Medicare can conjure up all sorts of emotions and questions. As a seasoned Medicare specialist, I’ve heard just about everything from “Now I have free healthcare!” to “How am I going to pay for my insulin medication?” Knowing the basics and educating yourself will help take some of the fear out of the process.
1. What Is Medicare Premium-Free Part A?
People usually don’t pay a monthly premium for Medicare Part A, also commonly referred to as hospital insurance or “premium-free Part A.” This is coverage you earned if you or your spouse paid Medicare taxes for a certain amount of time while working. Most people get premium-free Part A.
You qualify for premium-free Part A at 65 years old if
- You already get retirement benefits from Social Security or the Railroad Retirement Board
- You’re eligible to get Social Security or Railroad benefits but haven’t filed for them yet
- You or your spouse had Medicare-covered government employment
You can also qualify for premium-free Part A if you’re under 65 years old if
- You have received Social Security or Railroad Retirement Board disability benefits for 24 months
- You have end-stage renal disease (ESRD) and meet certain requirements
2. What Are Medicare Part A Premiums?
If you don’t qualify for premium-free Part A, you can buy Part A.
People who buy Part A will pay a premium of either $274 or $499 each month in 2022 depending on how long they or their spouse worked and paid Medicare taxes. If you choose not to buy Part A, you can still buy Part B.
In most cases, if you choose to buy Part A, you must also have Medicare Part B (Medical Insurance) or pay monthly premiums for both Part A and Part B
Pro Tips: I know this can be overwhelming. In short, Part A covers inpatient care in a hospital, skilled nursing facility care, nursing home care (inpatient care in a skilled nursing facility that’s not custodial or long-term care), hospice care, and home health care.
3. What Is Medicare Part B?
The main thing you should know about Medicare Part B is that it will cost you. Some people automatically get Medicare Part B (Medical Insurance) and some people need to sign up for Part B. If you don’t sign up for Part B when you’re first eligible, you may have to pay a late enrollment penalty. If you aren’t sure if you will automatically receive Part B or you have to sign up, contact the Social Security Administration and request your Medicare information.
You pay a premium each month for Part B. Your Part B premium will be automatically deducted from your benefit payment if you get benefits from one of these: Social Security, Railroad Retirement Board, or the Office of Personnel Management. If you don’t get these benefit payments, you’ll get a bill from Medicare to pay your premiums for Part B (Medical Insurance).
4. What Does Medicare Part B Cover?
Medicare Part B covers medically necessary services. It covers services or supplies that are needed to diagnose or treat a medical condition and meet accepted standards of medical practice. The coverage also includes preventive services, for example, any doctor’s visits to prevent illness (like the flu) or detect it at an early stage — when treatment is most likely to work best. You pay nothing for most preventive services if you get the services from a health care provider who accepts your case.

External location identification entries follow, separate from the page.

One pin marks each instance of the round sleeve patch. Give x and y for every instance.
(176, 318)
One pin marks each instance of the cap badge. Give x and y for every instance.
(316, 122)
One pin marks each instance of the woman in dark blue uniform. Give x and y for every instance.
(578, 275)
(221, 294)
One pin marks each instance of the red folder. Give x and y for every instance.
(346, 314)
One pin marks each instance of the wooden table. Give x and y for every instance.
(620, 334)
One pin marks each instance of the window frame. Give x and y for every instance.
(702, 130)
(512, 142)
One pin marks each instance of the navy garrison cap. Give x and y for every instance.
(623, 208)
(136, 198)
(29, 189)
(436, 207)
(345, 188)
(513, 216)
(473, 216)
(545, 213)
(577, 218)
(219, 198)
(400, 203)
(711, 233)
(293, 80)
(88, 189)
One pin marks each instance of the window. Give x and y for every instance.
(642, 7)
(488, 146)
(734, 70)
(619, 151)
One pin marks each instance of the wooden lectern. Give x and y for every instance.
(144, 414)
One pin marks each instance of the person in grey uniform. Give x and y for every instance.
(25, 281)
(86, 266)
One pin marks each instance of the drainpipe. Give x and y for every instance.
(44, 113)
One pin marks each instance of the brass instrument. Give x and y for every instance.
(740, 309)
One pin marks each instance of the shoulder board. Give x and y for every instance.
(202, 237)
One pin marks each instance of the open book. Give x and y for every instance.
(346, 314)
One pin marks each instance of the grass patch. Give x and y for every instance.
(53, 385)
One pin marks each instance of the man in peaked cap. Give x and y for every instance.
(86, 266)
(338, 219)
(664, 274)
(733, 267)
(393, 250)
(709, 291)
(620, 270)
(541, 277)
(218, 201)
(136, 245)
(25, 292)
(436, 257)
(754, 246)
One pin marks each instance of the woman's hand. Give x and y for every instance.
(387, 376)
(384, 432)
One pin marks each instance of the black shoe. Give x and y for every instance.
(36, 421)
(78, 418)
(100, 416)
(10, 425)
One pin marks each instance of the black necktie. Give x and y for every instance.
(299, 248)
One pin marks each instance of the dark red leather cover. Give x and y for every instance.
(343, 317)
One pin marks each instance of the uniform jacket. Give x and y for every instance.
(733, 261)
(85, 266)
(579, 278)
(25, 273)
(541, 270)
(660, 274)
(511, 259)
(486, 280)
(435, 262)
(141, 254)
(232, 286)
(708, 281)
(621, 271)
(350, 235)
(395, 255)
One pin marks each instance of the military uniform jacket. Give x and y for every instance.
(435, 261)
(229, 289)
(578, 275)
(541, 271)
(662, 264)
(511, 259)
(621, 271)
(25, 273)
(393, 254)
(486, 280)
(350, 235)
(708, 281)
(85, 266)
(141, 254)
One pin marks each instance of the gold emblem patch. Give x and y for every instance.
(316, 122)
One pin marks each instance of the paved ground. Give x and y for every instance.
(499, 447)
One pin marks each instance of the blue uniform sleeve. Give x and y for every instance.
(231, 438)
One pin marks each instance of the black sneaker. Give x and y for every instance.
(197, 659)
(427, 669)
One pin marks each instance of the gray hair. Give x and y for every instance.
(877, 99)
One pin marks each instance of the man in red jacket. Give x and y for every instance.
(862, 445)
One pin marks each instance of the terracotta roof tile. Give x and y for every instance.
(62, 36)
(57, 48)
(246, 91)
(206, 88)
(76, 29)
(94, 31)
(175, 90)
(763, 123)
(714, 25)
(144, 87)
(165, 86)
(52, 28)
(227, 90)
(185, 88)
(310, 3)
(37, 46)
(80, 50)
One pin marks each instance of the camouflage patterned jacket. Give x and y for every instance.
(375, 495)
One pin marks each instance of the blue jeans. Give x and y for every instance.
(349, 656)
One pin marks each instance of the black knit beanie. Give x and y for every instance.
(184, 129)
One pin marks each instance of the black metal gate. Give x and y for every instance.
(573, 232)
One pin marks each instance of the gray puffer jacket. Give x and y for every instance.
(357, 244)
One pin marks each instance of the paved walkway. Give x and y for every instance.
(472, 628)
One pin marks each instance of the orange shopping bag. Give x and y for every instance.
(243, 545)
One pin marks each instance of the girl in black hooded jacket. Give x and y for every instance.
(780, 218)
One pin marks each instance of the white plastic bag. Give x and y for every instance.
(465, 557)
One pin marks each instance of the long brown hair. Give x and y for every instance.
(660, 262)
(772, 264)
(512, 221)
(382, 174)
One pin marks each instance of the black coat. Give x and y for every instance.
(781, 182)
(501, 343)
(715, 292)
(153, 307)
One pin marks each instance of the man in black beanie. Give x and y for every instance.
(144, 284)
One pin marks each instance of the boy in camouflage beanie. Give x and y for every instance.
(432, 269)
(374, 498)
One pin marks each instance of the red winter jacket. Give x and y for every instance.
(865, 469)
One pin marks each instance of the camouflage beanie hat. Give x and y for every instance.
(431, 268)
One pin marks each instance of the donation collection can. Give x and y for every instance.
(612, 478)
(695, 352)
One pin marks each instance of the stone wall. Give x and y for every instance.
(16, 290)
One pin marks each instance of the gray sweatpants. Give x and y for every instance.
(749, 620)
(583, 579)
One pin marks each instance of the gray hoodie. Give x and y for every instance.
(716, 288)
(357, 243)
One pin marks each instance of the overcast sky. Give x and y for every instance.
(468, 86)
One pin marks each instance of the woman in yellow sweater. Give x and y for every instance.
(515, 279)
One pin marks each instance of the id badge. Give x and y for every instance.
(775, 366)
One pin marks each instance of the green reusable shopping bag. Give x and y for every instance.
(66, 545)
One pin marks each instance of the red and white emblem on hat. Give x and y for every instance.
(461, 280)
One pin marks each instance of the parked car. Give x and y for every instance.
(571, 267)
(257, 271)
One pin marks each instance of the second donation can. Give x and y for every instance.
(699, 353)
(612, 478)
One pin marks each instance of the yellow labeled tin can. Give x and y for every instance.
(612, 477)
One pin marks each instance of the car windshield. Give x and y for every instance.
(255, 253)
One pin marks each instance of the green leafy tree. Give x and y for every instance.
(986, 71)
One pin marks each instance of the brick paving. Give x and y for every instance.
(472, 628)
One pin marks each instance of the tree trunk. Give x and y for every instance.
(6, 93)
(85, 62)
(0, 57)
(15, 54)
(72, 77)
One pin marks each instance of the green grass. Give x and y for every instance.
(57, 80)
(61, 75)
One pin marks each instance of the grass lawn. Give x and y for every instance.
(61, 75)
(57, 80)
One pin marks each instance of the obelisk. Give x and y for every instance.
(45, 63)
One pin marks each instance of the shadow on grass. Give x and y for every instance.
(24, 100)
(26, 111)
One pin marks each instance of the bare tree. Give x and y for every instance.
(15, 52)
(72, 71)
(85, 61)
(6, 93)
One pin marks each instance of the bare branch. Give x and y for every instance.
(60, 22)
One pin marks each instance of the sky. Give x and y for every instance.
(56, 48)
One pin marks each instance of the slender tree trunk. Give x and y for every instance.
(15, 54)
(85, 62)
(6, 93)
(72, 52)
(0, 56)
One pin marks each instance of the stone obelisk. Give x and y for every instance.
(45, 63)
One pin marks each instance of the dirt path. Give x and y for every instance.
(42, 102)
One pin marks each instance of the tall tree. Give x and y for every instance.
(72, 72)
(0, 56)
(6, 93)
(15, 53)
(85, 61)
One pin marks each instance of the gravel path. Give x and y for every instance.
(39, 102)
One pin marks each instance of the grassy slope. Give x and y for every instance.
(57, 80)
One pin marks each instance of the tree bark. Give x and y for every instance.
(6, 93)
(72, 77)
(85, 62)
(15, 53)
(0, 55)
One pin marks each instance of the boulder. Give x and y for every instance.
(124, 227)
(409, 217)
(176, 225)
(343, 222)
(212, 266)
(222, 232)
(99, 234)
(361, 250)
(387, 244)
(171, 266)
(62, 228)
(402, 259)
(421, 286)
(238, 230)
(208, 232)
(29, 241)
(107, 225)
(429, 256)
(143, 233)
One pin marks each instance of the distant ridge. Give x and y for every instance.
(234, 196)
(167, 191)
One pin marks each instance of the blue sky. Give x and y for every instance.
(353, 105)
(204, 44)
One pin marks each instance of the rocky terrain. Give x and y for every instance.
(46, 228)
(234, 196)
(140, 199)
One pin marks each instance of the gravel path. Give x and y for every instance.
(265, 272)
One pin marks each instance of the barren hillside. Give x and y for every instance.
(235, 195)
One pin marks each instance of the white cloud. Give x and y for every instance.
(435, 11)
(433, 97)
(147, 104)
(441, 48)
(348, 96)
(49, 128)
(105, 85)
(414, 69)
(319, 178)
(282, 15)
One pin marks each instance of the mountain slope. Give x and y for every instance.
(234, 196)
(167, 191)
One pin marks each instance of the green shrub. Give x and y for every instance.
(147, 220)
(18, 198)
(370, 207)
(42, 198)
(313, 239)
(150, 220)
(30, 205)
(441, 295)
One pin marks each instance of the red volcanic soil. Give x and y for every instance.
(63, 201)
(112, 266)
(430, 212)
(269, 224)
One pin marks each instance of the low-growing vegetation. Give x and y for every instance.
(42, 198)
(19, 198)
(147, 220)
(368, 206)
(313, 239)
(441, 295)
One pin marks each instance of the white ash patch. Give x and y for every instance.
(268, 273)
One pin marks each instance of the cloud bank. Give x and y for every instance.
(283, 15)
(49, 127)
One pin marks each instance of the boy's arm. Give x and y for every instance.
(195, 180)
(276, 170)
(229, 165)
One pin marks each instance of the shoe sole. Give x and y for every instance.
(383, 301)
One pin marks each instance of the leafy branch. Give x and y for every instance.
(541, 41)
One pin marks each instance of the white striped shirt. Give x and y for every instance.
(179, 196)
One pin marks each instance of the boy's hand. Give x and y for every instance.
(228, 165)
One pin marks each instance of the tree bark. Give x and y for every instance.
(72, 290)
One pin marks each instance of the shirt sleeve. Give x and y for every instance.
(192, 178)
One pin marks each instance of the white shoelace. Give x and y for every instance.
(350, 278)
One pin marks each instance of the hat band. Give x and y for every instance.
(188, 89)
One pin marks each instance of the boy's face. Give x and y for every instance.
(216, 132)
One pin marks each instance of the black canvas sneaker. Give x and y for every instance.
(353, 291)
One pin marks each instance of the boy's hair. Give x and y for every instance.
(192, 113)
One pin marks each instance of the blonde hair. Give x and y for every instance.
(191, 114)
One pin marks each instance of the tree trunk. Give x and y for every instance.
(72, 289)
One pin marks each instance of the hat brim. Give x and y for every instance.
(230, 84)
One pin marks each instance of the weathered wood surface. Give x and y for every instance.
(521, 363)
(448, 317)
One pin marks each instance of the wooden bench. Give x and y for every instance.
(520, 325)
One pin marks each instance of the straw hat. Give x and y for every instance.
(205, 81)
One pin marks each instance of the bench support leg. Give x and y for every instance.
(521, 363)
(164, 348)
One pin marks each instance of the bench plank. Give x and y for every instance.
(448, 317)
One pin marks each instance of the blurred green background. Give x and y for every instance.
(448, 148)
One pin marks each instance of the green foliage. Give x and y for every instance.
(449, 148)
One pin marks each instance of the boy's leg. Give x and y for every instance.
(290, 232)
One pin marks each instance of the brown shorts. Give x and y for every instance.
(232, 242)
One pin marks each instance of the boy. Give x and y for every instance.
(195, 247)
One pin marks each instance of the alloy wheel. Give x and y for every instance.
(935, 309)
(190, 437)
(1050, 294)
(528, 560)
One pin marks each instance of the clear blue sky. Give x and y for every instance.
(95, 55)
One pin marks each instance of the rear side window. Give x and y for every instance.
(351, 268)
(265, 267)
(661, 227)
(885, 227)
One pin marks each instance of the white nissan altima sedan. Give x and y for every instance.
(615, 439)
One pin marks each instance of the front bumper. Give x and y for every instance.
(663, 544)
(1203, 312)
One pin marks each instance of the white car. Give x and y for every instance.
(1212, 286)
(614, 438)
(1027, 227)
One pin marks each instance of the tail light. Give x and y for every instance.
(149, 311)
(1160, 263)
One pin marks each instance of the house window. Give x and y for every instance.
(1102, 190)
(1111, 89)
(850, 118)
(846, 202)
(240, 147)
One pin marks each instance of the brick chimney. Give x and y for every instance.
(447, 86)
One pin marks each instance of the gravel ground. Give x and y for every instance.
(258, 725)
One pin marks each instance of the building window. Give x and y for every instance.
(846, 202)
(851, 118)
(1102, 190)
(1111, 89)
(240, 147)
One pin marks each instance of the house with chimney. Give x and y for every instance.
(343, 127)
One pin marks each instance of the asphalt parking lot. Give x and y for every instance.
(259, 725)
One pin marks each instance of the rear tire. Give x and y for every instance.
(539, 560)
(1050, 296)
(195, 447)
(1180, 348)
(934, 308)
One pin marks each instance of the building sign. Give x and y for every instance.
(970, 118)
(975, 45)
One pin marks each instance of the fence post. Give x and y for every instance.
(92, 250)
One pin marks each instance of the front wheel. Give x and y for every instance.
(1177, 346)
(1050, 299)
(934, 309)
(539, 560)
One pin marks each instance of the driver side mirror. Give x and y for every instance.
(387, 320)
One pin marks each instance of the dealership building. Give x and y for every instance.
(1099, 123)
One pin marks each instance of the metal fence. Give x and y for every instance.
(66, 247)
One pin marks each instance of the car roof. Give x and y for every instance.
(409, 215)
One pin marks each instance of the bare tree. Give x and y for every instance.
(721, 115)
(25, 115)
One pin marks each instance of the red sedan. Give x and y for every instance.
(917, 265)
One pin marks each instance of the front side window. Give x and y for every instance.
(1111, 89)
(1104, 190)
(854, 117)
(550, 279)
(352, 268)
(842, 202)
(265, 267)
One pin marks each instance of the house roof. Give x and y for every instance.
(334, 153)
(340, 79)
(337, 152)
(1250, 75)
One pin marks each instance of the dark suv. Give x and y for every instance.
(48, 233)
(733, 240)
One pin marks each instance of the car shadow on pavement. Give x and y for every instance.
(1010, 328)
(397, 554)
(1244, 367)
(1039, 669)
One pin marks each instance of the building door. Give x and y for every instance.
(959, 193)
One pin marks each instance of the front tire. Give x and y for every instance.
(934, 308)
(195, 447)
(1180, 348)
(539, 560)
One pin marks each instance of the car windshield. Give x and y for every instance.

Pro Tip: For a quick snapshot, Medicare Part B covers services such as clinical research, ambulance services, durable medical equipment (DME), mental healthcare, inpatient and outpatient care, partial hospitalization, and limited outpatient prescription drugs.
5. What Will Medicare Part B Cost Me?
The standard Part B premium amount in 2022 is $170.10. Most people pay the standard amount. If your modified adjusted gross income as reported on your IRS tax return from two years ago is above a certain amount (which varies year to year), you will pay the standard premium amount and an Income Related Monthly Adjustment Amount (IRMAA). IRMAA is an extra charge added to your premium. The Social Security Administration will notify you if you are being assessed IRMAA.
In 2022, you pay $233 for your Part B deductible. After you meet your deductible for the year, you typically pay 20 percent of the Medicare-approved amount for most doctor services (including most doctor services while you’re a hospital inpatient), outpatient therapy, and durable medical equipment (DME).
As you can see, there are many gaps and liabilities that need to be filled when it comes to Medicare. I have seen the benefits of talking to a Medicare specialist. After walking through this with my clients, they have a sense of understanding and feel better able to make informed decisions.